Il en est allé de même pour les personnels soignants : on les a applaudis à vingt heures, mais on a continué à réduire les budgets de l'hôpital public.
Je ne sais pas faire semblant, monsieur le rapporteur : si nous sommes tous d'accord, si votre loi ne suscite pas d'opposition, c'est parce qu'elle ne mange pas de pain ! Elle ne coûtera pas un kopeck ; il n'y aura pas d'augmentation de salaire pour les médiateurs sociaux ; il n'y aura pas non plus de convention pluriannuelle. Je n'y suis pas opposée, car je sais qu'elle procède de votre expertise d'élu de terrain, analogue à celle que j'ai moi-même à Paris. Votre texte souligne l'importance du travail social et l'utilité de la médiation sociale. Il a le mérite indéniable de donner un statut aux médiateurs, de définir leur fonction et de fixer un référentiel de compétences et de formation. Il s'agissait d'une demande des professionnels du secteur. Cette évolution doit faciliter le travail en équipe pluridisciplinaire et le partenariat.
Quelque 12 000 personnes travaillent dans la médiation sociale, souvent dans le cadre de contrats aidés, par exemple les contrats adultes-relais, dédiés précisément aux missions de médiation sociale. Malheureusement, ces contrats sont payés au Smic et demeurent en nombre insuffisant pour satisfaire la demande des associations, des bailleurs et des collectivités territoriales. Ils n'offrent pas non plus de perspectives d'évolution de carrière : lorsqu'un médiateur social a passé plusieurs années en contrat adultes-relais, l'employeur préfère souvent se séparer de lui plutôt que d'augmenter son salaire ou de lui proposer une évolution hiérarchique. Telle est la réalité : on recrute des gens en insertion professionnelle pour s'occuper d'autres gens qui ont des besoins sociaux. Cela relève davantage d'une logique de sous-traitance que d'une logique d'intégration sociale.

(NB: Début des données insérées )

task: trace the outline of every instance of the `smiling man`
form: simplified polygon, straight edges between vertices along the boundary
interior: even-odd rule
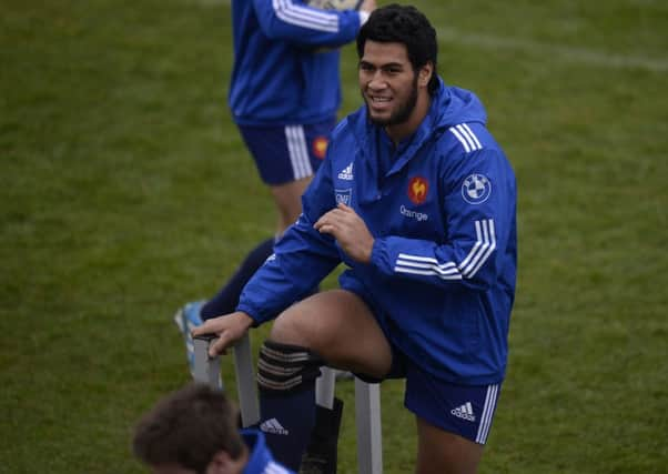
[[[219,334],[220,353],[275,319],[260,353],[260,426],[287,466],[326,363],[405,379],[416,472],[475,473],[506,371],[515,175],[477,97],[438,78],[436,32],[418,10],[374,11],[357,53],[365,107],[333,132],[302,215],[236,311],[195,333]],[[341,289],[301,300],[341,262]]]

Comment sortir de cette logique de sous-traitance ? Bien évidemment, la structuration et la professionnalisation du métier de médiateur social sont une étape, qui était d'ailleurs très attendue, depuis 2017 au moins. D'où notre soutien, même si nous considérons que la politique des petits pas est source de frustrations et n'apporte pas les réponses aux urgences sociales que nous connaissons.
Je mentionne deux points de vigilance. D'abord, nous devons absolument réserver la médiation sociale aux acteurs du secteur non lucratif. Vous l'avez dit en commission, monsieur le rapporteur, personne ne doit « faire du fric » grâce à la médiation. Nous avons entendu vos réserves quant à l'exclusion de l'ensemble du secteur privé, qui concernerait notamment deux gros acteurs de la médiation, La Poste et EDF, et nous avons modifié notre amendement en conséquence. J'espère que vous lui donnerez un avis favorable.

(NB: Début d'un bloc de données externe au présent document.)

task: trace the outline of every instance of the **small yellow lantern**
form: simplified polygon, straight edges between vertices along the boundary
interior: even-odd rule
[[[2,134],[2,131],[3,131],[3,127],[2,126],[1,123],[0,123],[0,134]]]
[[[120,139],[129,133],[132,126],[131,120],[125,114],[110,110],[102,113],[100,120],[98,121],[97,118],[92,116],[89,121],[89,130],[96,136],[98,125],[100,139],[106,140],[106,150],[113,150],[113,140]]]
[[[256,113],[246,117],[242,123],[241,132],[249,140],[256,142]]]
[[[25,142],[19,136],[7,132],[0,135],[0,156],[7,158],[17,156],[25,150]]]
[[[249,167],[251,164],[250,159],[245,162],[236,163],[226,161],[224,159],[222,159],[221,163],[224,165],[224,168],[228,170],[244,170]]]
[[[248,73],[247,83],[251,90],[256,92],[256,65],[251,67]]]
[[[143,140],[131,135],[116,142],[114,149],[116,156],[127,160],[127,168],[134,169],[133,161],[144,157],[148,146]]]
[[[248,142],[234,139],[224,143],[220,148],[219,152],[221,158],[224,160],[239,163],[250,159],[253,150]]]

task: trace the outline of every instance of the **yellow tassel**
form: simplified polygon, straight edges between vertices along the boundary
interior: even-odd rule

Ensuite, il est essentiel de ne pas oublier l'ensemble des acteurs bénévoles, les non-professionnels. Je pense tout particulièrement aux collectifs de mères qui interviennent dans les quartiers. Il s'agit par exemple, dans ma circonscription, du collectif Les Mamans de la Banane, dont le travail quotidien pallie le manque de travailleurs sociaux et de moyens dédiés à l'accueil et à l'accompagnement des jeunes. Sa présence est indispensable, notamment dans les quartiers de Belleville et des Amandiers. Il est en lien avec tous les acteurs, y compris la police.
Monsieur le rapporteur, madame la ministre, je vous alerte sur la situation des centres sociaux. Le 8 janvier dernier, la Fédération des centres sociaux et socioculturels de France a demandé davantage de moyens financiers. Les intéressés vont manifester cette semaine ; j'espère que vous les recevrez et leur accorderez des budgets suffisants, car certains centres sont menacés de fermeture.
Je vous mets une dernière fois en garde contre les politiques que vous menez le reste du temps. Les services publics se dégradent à une vitesse alarmante. Dans un récent rapport, la Défenseure des droits a relevé que plus de 80 % des réclamations qui arrivaient sur son bureau concernaient des problèmes entre les usagers et les services publics. Le collectif Nos services publics a lui aussi tiré la sonnette d'alarme, dès septembre 2023. Je vous demande de prendre conscience que le véritable enjeu, c'est de « réarmer » les services publics, pour reprendre un terme à la mode.
Nous voterons cette proposition de loi. Nous espérons que nos amendements seront adoptés. Pour valoriser ces métiers, madame la ministre, il est nécessaire que les budgets suivent. Nous vous invitons à tenir compte de cette nécessité.